O Serviço de Imigração e Alfândega (Immigration and Customs Enforcement -ICE) concedeu um período a mais de três meses para o brasileiro Nestor Marchi, 59 anos, permanecer nos Estados Unidos, de acordo com um comunicado de imprensa da McKinney Immigration Law Firm.

Marchi teria que deixar o país até o dia 15 de junho por decisão da imigração dada em março. Nesta terça, 16, ele foi informado da concessão do tempo a mais para que possa dar continuidade aos cuidados médicos e tenha tempo para providenciar a transição do tratamento dos Estados Unidos para o Brasil.

“Não temos certeza se três meses será o suficiente para realizar o objetivo, mas estamos entusiasmados pelo ICE ter dado esse tempo para tentarmos”, afirmou o advogado de Marchi, Jeremy McKinney.

No pedido contra a remoção de Marchi enviado à imigração, o advogado sustentou duas bases principais: a do estado de saúde frágil, que inclui insuficiência cardíaca congestiva, hipertensão e diabetes, e que seria muito mais difícil de serem tratadas no Brasil; e a segunda que é a possibilidade recente de o brasileiro obter a cidadania através do filho, Andy Marchi, que casou recentemente com uma cidadã americana e terá concedida a residência permanente em questão de meses, podendo posteriormente aplicar o pedido para o pai.

Caso deixe os EUA, ele poderá ficar impedido de retornar ao país por uma década. Segundo o advogado, a família já entrou em contato no Brasil para estabelecer consultas e transferir as informações médicas.

Marchi está sob supervisão do ICE desde 2006, após uma batida da imigração em seu local de trabalho. Ele foi detido por ter ultrapassado o tempo de permanência e foi condenado à deportação em 2006.

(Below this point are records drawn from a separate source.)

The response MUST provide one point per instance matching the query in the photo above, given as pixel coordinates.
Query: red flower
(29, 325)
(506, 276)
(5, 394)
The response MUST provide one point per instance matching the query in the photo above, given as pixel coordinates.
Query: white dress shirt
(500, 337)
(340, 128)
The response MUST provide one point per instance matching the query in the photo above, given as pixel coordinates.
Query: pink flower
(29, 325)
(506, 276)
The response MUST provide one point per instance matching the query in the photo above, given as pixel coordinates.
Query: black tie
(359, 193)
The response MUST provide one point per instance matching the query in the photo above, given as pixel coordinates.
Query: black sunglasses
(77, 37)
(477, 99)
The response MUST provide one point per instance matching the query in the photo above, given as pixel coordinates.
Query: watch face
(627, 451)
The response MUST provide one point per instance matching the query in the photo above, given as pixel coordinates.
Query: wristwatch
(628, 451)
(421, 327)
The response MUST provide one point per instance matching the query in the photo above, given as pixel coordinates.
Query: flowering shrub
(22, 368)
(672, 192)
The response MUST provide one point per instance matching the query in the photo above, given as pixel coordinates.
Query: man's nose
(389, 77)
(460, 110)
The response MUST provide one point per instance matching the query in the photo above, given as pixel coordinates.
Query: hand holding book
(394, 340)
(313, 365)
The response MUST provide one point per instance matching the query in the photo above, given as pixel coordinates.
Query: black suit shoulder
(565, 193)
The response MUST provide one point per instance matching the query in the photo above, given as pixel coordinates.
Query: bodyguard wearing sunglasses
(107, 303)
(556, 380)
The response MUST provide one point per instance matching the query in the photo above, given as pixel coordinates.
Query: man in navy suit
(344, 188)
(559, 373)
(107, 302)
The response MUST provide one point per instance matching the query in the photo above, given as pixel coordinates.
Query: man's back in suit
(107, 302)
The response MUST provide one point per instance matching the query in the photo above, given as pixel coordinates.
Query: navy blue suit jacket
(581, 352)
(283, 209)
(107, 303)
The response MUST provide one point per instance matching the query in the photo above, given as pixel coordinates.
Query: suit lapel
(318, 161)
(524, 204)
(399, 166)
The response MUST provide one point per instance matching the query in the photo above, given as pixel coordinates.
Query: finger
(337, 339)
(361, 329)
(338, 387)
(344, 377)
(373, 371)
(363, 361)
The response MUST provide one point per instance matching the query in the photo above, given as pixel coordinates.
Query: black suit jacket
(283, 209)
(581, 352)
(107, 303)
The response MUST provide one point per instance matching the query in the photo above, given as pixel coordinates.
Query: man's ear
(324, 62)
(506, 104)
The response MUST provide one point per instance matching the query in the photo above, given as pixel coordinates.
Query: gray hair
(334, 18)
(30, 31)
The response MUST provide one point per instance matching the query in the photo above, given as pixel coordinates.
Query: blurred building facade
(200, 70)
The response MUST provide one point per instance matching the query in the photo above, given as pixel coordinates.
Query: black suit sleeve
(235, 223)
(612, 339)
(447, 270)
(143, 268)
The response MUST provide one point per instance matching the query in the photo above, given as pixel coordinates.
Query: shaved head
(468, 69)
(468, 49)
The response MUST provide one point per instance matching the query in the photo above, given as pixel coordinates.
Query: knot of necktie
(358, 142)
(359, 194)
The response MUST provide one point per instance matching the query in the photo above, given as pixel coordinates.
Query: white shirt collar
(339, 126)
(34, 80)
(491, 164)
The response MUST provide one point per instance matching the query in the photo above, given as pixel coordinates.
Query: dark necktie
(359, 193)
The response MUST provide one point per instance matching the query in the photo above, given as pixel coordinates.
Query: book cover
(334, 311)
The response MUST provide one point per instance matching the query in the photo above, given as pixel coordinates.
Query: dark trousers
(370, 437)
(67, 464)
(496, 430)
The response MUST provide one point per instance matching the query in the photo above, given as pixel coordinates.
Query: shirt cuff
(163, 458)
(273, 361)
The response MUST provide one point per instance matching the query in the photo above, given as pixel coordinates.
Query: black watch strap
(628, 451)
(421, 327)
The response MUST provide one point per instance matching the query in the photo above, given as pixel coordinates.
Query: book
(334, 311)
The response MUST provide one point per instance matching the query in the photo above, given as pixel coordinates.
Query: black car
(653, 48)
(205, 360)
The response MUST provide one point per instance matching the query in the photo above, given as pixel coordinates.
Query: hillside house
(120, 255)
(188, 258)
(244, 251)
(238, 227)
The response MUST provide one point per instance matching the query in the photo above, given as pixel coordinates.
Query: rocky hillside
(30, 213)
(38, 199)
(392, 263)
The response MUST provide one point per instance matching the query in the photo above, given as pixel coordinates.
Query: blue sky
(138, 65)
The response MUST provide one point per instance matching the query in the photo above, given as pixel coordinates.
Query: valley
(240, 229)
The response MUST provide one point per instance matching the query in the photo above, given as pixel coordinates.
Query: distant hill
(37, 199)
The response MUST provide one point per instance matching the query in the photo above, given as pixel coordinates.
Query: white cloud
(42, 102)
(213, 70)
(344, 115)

Porém, o Departamento de Segurança Interna escolheu não cumprir a ordem de deportação porque Marchi tinha fortes laços comunitários e pela falta de antecedentes criminais.Ele foi autorizado a permanecer e obteve autorização de trabalho sob uma ordem de supervisão, que exigia check-ins anuais.Nos últimos 10 anos, ele seguiu essas regras sem incidentes.

Entenda o caso

O brasileiro é do Rio Grande do Sul e vive como indocumentado nos EUA com sua família há mais de 20 anos. Embora tenha conseguido há mais de 10 anos uma permissão da imigração para trabalhar, em março deste ano, em sua última apresentação ao US Immigration and Customs Enforcement( ICE) na Carolina do Norte, teve a ordem de deportação expedida.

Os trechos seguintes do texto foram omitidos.